5. Proteção Cambial e Reservas
A desvalorização controlada do yuan e as intervenções do governo chinês elevam a necessidade de proteção em moedas fortes. O dólar segue sendo a âncora global, mas movimentos coordenados entre China, Japão e Coreia do Sul contra tarifas norte-americanas podem afetar fluxos cambiais e gerar volatilidade regional.
6. Tecnologias e Setores de Crescimento
Com o lançamento da Apple Intelligence em português e a abertura dos sistemas da Microsoft para AMD e Intel, o ecossistema de IA avança rapidamente para uma nova fase. Essas movimentações, além de intensificarem a disputa entre as ‘Magnificent 7’, abrem espaço para disrupções que reconfiguram cadeias de valor em escala global.
7. Consolidação de Ouro como Ativo de Proteção
O ouro segue desempenhando seu papel como ativo de proteção, especialmente em tempos de incerteza geopolítica e monetária. O movimento da China para ampliar suas reservas de ouro reflete a busca de diversos países por diversificação e menor dependência do dólar. Com os bancos centrais comprando ouro de forma consistente e os riscos inflacionários ainda presentes, o metal precioso continua sendo uma alternativa robusta para proteção patrimonial e hedge contra volatilidade cambial.
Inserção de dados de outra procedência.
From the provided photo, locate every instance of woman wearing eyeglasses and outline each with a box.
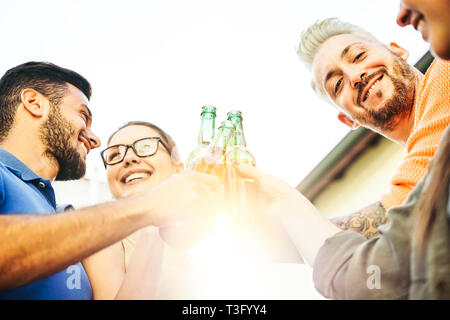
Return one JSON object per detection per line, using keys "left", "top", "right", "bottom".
{"left": 82, "top": 121, "right": 206, "bottom": 299}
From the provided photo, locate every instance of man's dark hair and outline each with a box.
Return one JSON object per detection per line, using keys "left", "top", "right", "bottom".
{"left": 0, "top": 61, "right": 92, "bottom": 142}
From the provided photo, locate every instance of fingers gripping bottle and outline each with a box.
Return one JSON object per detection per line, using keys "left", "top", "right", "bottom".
{"left": 188, "top": 120, "right": 236, "bottom": 183}
{"left": 186, "top": 106, "right": 217, "bottom": 168}
{"left": 224, "top": 110, "right": 260, "bottom": 226}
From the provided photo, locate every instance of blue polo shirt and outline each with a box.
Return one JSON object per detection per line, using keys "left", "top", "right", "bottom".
{"left": 0, "top": 149, "right": 92, "bottom": 300}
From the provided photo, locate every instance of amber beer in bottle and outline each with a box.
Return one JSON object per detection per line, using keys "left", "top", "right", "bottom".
{"left": 224, "top": 110, "right": 260, "bottom": 226}
{"left": 185, "top": 105, "right": 217, "bottom": 168}
{"left": 188, "top": 120, "right": 235, "bottom": 183}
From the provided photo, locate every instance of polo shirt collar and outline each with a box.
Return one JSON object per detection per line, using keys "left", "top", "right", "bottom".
{"left": 0, "top": 149, "right": 45, "bottom": 182}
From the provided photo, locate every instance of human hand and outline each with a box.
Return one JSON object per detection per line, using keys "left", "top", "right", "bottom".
{"left": 231, "top": 161, "right": 341, "bottom": 266}
{"left": 230, "top": 161, "right": 311, "bottom": 213}
{"left": 137, "top": 170, "right": 222, "bottom": 249}
{"left": 228, "top": 161, "right": 311, "bottom": 263}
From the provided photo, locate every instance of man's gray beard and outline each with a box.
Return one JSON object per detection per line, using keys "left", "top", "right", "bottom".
{"left": 39, "top": 105, "right": 86, "bottom": 181}
{"left": 355, "top": 58, "right": 416, "bottom": 132}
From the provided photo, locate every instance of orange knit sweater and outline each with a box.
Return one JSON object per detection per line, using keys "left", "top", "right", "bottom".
{"left": 381, "top": 58, "right": 450, "bottom": 209}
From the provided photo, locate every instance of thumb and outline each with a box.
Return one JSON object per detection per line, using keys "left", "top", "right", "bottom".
{"left": 230, "top": 160, "right": 298, "bottom": 203}
{"left": 229, "top": 160, "right": 263, "bottom": 181}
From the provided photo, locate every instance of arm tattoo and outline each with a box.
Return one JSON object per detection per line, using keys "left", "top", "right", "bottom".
{"left": 330, "top": 201, "right": 388, "bottom": 239}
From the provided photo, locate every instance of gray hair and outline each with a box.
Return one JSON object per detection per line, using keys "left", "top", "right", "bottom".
{"left": 297, "top": 17, "right": 379, "bottom": 71}
{"left": 297, "top": 17, "right": 380, "bottom": 103}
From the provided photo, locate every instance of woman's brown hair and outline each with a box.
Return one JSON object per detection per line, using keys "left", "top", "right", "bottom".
{"left": 108, "top": 121, "right": 181, "bottom": 164}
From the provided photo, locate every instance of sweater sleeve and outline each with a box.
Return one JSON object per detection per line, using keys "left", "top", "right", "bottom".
{"left": 313, "top": 179, "right": 425, "bottom": 299}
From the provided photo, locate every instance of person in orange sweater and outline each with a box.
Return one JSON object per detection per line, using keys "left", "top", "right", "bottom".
{"left": 296, "top": 17, "right": 450, "bottom": 238}
{"left": 227, "top": 3, "right": 450, "bottom": 298}
{"left": 380, "top": 57, "right": 450, "bottom": 209}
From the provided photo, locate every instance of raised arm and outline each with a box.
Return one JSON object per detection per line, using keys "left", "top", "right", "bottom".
{"left": 114, "top": 228, "right": 165, "bottom": 300}
{"left": 0, "top": 171, "right": 220, "bottom": 290}
{"left": 330, "top": 201, "right": 388, "bottom": 239}
{"left": 82, "top": 227, "right": 165, "bottom": 300}
{"left": 232, "top": 162, "right": 416, "bottom": 299}
{"left": 313, "top": 186, "right": 420, "bottom": 299}
{"left": 0, "top": 198, "right": 144, "bottom": 290}
{"left": 231, "top": 162, "right": 341, "bottom": 267}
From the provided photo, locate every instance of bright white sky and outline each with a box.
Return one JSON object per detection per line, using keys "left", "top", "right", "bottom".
{"left": 0, "top": 0, "right": 429, "bottom": 186}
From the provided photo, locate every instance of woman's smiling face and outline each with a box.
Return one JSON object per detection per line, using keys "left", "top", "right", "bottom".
{"left": 397, "top": 0, "right": 450, "bottom": 60}
{"left": 106, "top": 124, "right": 183, "bottom": 198}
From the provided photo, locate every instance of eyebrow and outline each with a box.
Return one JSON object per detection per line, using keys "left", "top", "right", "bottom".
{"left": 325, "top": 69, "right": 338, "bottom": 83}
{"left": 340, "top": 41, "right": 364, "bottom": 60}
{"left": 323, "top": 42, "right": 366, "bottom": 95}
{"left": 81, "top": 104, "right": 92, "bottom": 118}
{"left": 323, "top": 68, "right": 339, "bottom": 96}
{"left": 80, "top": 104, "right": 93, "bottom": 127}
{"left": 83, "top": 104, "right": 92, "bottom": 116}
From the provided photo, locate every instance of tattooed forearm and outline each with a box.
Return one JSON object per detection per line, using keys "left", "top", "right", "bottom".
{"left": 330, "top": 201, "right": 388, "bottom": 239}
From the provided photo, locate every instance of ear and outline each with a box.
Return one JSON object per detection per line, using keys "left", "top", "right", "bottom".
{"left": 337, "top": 112, "right": 360, "bottom": 130}
{"left": 389, "top": 42, "right": 409, "bottom": 61}
{"left": 174, "top": 161, "right": 185, "bottom": 173}
{"left": 20, "top": 88, "right": 46, "bottom": 118}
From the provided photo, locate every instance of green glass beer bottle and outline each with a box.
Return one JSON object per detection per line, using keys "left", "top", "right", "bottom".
{"left": 225, "top": 110, "right": 256, "bottom": 166}
{"left": 188, "top": 120, "right": 235, "bottom": 183}
{"left": 224, "top": 110, "right": 260, "bottom": 225}
{"left": 185, "top": 105, "right": 217, "bottom": 168}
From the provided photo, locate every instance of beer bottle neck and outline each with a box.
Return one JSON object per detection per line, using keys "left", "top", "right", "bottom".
{"left": 228, "top": 117, "right": 246, "bottom": 147}
{"left": 198, "top": 112, "right": 215, "bottom": 146}
{"left": 209, "top": 125, "right": 234, "bottom": 156}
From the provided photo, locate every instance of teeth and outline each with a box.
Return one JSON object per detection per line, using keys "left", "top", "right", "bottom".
{"left": 80, "top": 142, "right": 87, "bottom": 154}
{"left": 365, "top": 79, "right": 380, "bottom": 100}
{"left": 417, "top": 19, "right": 425, "bottom": 33}
{"left": 125, "top": 172, "right": 150, "bottom": 184}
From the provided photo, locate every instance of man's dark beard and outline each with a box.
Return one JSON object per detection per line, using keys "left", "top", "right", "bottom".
{"left": 354, "top": 58, "right": 416, "bottom": 132}
{"left": 39, "top": 105, "right": 86, "bottom": 181}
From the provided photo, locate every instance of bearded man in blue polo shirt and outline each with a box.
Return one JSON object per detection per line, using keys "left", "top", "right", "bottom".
{"left": 0, "top": 62, "right": 221, "bottom": 299}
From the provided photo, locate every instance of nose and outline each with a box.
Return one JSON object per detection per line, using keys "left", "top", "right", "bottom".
{"left": 396, "top": 5, "right": 412, "bottom": 27}
{"left": 86, "top": 129, "right": 101, "bottom": 149}
{"left": 350, "top": 71, "right": 367, "bottom": 89}
{"left": 122, "top": 147, "right": 141, "bottom": 167}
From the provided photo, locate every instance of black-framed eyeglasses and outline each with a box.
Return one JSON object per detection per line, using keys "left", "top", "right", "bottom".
{"left": 100, "top": 137, "right": 170, "bottom": 167}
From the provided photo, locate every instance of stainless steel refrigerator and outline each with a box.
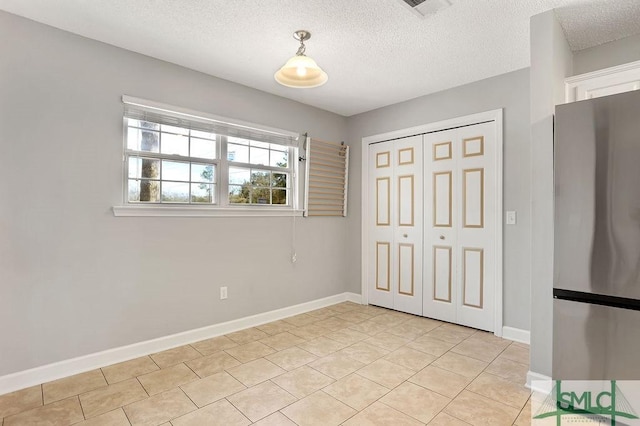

8. Monitoramento Geopolítico e Impactos no Petróleo
O Oriente Médio voltou ao radar com o ataque israelense ao sul de Beirute e o risco de escalada com o Hezbollah. Simultaneamente, cresce a atenção sobre a infraestrutura crítica global, com alertas sobre a vulnerabilidade dos cabos submarinos — inclusive diante do desenvolvimento de ferramentas chinesas com capacidade de interceptação a grandes profundidades. A estabilidade energética e a segurança da informação são agora elementos entrelaçados no cenário de risco.